Renin blockers, more commonly known as renin inhibitors, form a category of pharmaceuticals that suppress renin. Also known as angiotensinogenase, renin is an enzyme and a major participant in the renin-angiotensin system (RAS). In this hormone system that monitors the body’s blood pressure and water or fluid balance, renin in particular plays an important role in the body’s extracellular volume, which consists of substances outside the cell. It also plays a role in the narrowing of the arteries, or arterial vasoconstriction.

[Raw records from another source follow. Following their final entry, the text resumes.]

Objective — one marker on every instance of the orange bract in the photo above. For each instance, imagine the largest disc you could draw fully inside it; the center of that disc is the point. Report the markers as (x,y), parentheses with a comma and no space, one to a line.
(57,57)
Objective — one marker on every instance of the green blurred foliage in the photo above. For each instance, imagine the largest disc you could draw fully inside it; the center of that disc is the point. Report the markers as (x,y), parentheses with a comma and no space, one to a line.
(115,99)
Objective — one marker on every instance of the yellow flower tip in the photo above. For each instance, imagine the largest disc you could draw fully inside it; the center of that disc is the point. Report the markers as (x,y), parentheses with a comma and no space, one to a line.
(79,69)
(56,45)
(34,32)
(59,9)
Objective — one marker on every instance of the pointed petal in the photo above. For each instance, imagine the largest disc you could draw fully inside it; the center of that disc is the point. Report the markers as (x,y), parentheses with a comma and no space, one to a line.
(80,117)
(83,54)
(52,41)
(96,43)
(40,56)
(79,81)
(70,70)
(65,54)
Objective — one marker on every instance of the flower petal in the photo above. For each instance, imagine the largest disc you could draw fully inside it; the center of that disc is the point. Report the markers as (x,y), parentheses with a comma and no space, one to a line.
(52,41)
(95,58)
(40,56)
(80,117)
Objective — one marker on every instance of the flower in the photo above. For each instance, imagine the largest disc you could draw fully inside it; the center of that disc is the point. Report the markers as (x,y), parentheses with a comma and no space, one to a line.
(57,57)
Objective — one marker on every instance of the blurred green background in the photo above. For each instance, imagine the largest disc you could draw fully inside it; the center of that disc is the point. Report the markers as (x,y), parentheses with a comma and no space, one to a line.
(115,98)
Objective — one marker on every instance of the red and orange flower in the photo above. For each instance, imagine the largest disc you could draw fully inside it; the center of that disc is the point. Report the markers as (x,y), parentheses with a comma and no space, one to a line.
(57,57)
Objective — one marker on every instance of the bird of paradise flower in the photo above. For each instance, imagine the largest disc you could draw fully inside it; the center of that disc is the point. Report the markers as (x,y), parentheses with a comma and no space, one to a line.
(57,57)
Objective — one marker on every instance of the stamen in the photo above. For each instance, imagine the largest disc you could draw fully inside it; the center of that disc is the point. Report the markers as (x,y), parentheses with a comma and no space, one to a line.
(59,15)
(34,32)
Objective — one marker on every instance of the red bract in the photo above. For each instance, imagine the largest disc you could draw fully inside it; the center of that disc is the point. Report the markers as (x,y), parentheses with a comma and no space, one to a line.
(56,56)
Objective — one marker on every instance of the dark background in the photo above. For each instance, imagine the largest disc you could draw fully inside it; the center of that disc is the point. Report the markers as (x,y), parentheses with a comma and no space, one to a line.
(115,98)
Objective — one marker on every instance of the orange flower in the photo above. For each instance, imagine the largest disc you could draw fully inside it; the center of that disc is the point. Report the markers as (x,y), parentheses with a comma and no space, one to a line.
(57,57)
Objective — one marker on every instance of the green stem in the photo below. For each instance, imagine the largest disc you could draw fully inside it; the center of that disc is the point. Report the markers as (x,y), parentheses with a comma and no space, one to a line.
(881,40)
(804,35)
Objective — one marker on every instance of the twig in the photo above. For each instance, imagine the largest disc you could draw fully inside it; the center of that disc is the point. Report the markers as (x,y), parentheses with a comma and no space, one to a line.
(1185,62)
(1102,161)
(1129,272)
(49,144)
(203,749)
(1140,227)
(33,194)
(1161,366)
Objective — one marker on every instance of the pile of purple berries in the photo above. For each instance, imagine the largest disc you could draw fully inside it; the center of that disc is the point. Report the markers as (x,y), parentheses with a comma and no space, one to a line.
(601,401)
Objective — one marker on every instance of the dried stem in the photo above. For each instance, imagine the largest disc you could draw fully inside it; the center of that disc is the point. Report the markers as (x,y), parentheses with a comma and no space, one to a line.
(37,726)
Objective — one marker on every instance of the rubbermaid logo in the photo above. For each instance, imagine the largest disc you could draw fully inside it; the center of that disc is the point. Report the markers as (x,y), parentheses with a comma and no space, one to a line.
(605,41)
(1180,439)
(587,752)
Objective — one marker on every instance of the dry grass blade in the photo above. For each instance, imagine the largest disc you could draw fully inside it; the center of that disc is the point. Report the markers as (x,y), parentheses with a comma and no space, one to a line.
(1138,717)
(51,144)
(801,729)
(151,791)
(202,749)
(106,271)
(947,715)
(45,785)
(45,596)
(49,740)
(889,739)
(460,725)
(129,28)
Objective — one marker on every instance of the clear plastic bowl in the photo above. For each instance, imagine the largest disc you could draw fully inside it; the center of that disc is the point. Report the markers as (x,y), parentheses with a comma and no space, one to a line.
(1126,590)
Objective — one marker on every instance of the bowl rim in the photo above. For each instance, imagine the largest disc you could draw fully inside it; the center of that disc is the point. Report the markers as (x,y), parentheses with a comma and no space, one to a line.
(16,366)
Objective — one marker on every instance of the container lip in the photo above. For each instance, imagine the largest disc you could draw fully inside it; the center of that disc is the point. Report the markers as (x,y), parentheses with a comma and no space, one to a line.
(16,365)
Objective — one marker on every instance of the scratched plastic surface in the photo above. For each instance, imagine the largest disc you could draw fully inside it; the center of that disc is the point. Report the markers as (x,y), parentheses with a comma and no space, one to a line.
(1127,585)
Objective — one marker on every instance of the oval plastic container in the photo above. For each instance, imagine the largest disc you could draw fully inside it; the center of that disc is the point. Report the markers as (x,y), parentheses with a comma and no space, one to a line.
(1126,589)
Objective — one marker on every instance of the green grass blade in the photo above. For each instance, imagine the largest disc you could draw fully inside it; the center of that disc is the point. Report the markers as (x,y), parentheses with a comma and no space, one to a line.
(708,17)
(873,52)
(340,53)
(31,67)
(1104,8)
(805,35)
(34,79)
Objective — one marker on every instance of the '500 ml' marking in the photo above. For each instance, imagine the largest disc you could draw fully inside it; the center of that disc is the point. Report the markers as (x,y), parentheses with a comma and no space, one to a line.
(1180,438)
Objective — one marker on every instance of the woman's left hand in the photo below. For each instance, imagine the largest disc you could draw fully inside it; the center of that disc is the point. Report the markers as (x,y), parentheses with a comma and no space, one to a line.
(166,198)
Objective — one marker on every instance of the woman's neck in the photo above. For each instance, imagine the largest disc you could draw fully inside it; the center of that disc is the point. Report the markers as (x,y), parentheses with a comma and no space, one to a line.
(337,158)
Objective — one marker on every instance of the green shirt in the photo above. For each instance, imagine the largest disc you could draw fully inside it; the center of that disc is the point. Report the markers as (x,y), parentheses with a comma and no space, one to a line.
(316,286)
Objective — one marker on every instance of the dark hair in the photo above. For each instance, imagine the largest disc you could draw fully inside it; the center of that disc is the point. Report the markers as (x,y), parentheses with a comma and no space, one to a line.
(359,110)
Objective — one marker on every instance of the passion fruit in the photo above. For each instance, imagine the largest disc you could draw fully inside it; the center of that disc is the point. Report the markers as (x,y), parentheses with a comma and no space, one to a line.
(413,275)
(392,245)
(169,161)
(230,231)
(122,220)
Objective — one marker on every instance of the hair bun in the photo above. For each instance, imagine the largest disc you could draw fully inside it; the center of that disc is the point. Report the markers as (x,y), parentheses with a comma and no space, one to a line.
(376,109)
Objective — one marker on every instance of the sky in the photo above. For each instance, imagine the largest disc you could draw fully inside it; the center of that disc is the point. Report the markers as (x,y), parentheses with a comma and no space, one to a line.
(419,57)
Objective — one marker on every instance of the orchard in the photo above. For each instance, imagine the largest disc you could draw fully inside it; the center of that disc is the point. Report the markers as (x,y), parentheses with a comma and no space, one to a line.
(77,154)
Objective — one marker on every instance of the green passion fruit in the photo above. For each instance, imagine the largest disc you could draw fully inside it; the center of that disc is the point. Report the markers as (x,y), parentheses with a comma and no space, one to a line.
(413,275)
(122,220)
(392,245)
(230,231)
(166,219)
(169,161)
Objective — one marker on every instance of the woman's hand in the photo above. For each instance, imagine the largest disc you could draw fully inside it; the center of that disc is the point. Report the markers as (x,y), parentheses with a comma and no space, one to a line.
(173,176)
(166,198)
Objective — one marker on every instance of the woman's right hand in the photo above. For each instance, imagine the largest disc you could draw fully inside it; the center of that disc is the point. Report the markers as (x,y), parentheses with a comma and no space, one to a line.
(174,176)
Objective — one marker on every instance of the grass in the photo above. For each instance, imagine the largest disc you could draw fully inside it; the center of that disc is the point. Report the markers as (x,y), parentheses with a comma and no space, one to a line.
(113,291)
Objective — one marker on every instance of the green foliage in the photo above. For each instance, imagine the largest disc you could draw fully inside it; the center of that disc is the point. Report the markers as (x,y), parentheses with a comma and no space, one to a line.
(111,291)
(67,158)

The RAS is named for the relationship between renin and a peptide named angiotensin. The latter is formed when renin converts angiotensinogen, a globular protein mainly released into blood plasma by the liver, into angiotensin I. This version of the peptide, however, is inactive. It is when the angiotensin I-converting enzyme (ACE) removes two of its terminal residues that angiotensin I is converted to its active form, angiotensin II.

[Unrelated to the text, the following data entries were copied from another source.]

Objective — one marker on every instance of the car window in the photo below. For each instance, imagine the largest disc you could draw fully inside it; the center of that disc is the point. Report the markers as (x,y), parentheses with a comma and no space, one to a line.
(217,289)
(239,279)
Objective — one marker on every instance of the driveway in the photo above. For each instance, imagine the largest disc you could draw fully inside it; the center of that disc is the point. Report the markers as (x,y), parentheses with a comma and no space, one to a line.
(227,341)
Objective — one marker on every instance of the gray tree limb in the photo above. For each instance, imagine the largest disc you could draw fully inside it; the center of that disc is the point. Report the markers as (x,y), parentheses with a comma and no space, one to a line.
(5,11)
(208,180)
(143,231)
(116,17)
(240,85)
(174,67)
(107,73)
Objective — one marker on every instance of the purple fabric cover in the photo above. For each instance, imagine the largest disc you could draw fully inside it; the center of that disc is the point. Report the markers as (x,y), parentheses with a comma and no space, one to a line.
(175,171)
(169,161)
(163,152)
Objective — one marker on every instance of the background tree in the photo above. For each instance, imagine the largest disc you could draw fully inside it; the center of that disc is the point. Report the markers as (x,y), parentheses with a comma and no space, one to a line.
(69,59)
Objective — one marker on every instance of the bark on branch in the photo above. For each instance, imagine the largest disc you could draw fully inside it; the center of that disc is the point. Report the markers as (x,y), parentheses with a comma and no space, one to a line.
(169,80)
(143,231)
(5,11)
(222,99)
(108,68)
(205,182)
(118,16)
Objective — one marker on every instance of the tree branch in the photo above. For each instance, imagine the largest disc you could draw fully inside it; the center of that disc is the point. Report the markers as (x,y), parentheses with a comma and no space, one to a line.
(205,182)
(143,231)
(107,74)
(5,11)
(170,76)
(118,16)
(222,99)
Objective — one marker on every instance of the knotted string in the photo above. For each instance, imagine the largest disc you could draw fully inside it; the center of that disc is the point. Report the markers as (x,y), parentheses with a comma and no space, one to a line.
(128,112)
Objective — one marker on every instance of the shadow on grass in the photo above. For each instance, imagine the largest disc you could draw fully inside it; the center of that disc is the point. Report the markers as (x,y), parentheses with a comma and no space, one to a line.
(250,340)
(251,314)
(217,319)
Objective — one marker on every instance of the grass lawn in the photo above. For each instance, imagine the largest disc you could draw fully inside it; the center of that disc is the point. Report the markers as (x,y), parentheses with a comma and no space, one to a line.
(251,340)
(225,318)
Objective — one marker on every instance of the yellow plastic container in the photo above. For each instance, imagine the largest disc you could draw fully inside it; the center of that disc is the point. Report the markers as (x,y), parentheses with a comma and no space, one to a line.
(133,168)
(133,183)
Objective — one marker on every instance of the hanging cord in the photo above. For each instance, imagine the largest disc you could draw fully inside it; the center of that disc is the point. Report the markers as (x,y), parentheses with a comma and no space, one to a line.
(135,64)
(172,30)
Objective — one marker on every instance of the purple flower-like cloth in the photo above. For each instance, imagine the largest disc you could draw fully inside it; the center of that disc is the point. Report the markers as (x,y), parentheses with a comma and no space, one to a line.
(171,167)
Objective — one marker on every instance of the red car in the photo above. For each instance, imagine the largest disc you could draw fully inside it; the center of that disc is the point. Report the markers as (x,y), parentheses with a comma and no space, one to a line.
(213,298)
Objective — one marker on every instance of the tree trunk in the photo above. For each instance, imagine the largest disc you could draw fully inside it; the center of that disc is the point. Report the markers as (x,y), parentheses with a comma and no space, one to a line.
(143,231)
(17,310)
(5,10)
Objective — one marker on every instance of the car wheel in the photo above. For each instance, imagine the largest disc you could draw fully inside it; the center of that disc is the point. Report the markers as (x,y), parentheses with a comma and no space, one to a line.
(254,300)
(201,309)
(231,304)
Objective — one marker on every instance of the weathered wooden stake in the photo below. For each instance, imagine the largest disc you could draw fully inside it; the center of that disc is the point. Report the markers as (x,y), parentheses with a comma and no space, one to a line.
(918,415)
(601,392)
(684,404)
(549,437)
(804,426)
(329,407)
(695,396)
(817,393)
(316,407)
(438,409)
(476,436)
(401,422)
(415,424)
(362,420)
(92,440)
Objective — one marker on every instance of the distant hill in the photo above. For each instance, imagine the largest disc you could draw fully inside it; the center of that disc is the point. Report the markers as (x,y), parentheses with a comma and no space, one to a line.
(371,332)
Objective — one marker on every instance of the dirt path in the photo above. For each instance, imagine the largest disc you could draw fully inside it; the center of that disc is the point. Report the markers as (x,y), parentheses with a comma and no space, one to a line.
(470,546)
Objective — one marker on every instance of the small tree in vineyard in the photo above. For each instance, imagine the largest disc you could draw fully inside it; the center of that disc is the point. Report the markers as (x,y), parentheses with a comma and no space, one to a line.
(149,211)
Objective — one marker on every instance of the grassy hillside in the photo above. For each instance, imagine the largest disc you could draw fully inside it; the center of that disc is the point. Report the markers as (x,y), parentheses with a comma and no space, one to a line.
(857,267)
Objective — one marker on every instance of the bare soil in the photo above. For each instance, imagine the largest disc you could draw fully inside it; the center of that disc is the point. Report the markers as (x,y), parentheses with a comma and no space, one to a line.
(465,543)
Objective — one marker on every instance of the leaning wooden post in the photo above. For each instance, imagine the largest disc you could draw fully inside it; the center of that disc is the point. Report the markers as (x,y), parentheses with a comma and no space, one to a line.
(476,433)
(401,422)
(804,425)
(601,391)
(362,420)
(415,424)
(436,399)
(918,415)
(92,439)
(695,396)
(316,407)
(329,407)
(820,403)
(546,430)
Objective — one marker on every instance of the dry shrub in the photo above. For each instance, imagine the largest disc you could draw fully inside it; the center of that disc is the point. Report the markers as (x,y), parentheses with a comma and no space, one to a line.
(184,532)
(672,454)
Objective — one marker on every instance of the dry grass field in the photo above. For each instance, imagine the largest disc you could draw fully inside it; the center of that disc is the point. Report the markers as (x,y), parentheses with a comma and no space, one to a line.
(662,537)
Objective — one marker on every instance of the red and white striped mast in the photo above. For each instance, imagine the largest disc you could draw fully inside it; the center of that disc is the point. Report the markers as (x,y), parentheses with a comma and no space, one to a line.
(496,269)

Thus, renin is responsible for the process that produces angiotensin II, which increases blood pressure and creates hypertension, in two ways. The peptide contracts the muscles that surround blood vessels, particularly the arteries, thereby narrowing them and restricting blood flow. Also, its release of the hormone aldosterone to increase the blood’s reabsorption of sodium and water from the kidneys contributes to hypertension as well as increases overall extracellular volume and the possibility of kidney failure.

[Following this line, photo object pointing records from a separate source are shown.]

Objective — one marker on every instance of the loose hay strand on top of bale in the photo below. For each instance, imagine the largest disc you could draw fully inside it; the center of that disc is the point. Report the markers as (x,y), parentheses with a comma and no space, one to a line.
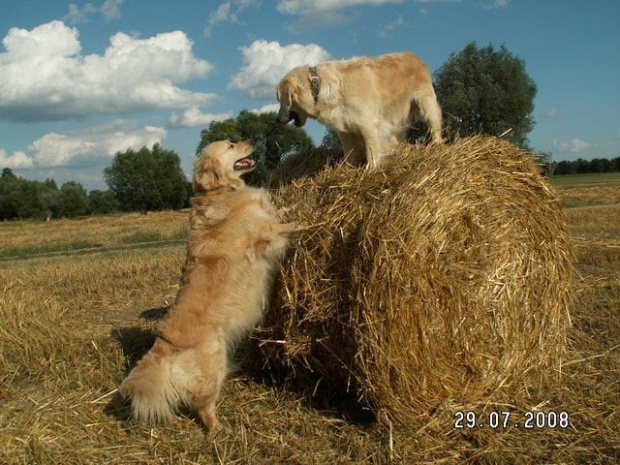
(446,275)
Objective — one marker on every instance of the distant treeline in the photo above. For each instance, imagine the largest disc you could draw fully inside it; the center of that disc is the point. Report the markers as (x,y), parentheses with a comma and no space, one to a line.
(580,166)
(21,198)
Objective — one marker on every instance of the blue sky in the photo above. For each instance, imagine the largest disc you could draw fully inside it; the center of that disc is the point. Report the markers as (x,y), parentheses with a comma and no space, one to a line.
(82,80)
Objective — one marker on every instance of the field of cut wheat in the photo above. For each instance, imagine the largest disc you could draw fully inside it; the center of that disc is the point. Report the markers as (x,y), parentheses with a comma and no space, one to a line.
(74,319)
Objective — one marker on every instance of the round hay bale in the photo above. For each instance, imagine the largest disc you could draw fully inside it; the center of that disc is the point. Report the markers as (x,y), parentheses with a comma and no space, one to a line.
(447,275)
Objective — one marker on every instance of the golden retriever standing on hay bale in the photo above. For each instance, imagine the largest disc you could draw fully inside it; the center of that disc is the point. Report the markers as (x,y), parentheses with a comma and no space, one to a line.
(370,102)
(234,243)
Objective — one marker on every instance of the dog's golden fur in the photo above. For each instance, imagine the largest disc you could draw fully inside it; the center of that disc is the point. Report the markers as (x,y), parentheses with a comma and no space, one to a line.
(369,102)
(233,245)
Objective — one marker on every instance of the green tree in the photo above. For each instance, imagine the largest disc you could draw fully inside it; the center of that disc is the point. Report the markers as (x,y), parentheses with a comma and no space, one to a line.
(483,90)
(101,202)
(272,139)
(72,200)
(50,196)
(147,180)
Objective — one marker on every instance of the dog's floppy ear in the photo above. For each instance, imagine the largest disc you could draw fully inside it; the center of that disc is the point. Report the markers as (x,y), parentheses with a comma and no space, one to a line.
(208,175)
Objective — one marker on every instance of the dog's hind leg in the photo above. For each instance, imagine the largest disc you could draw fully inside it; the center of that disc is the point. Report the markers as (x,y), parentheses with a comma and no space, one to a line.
(430,113)
(212,364)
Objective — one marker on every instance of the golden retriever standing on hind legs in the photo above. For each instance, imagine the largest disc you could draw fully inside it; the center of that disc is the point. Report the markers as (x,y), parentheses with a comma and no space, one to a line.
(234,243)
(369,102)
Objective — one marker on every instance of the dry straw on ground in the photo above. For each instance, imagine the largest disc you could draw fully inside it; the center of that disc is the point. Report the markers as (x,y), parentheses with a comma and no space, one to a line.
(445,276)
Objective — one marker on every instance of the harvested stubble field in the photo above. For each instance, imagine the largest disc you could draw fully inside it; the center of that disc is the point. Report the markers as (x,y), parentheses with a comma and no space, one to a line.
(73,325)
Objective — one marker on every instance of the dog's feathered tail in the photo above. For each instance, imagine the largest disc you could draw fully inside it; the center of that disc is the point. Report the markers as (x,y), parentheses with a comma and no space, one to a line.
(154,398)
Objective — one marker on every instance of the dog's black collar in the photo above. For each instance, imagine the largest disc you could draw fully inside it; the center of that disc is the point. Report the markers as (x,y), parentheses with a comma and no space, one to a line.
(315,83)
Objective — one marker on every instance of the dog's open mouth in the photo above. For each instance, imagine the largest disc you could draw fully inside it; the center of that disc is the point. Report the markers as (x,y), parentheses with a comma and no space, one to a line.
(246,163)
(295,117)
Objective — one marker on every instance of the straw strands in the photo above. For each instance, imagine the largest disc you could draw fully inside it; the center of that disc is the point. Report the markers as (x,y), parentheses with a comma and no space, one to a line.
(447,275)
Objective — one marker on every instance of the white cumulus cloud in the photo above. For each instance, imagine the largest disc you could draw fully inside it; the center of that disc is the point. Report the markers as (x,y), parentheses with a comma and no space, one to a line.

The link between renin and hypertension was discovered in the late 19th century, when two physiologists noticed the development of high blood pressure in rabbits that they injected with the enzyme. By the late 20th century, two classes of pharmaceuticals had been developed: ACE inhibitors and angiotensin II receptor antagonists, or angiotensin II receptor blockers (ARBs), which concentrate on different sections of the renin-angiotensin process. ACE inhibitors suppress the enzyme that turns angiotensin I to angiotensin II, while ARBs inhibit angiotensin II itself.
Renin blockers are the latest group of drugs developed for the renin-angiotensin process, specifically when renin turns angiotensinogen into angiotensin I. Pharmaceutical companies began developing renin blockers when it was discovered that chronic use of hypertension drugs actually drove up renin production. Thus, renin blockers had to be invented to stop the process at the very beginning.
A prime example of renin blockers is Remikiren, which Switzerland-based global health-care company F. Hoffmann–La Roche Ltd. introduced in 1996. Another example is Aliskiren, which was approved by the United States Food and Drug Administration (FDA) in 2007. It goes by the trade name Tekturna in the U.S. and Rasilez in other countries.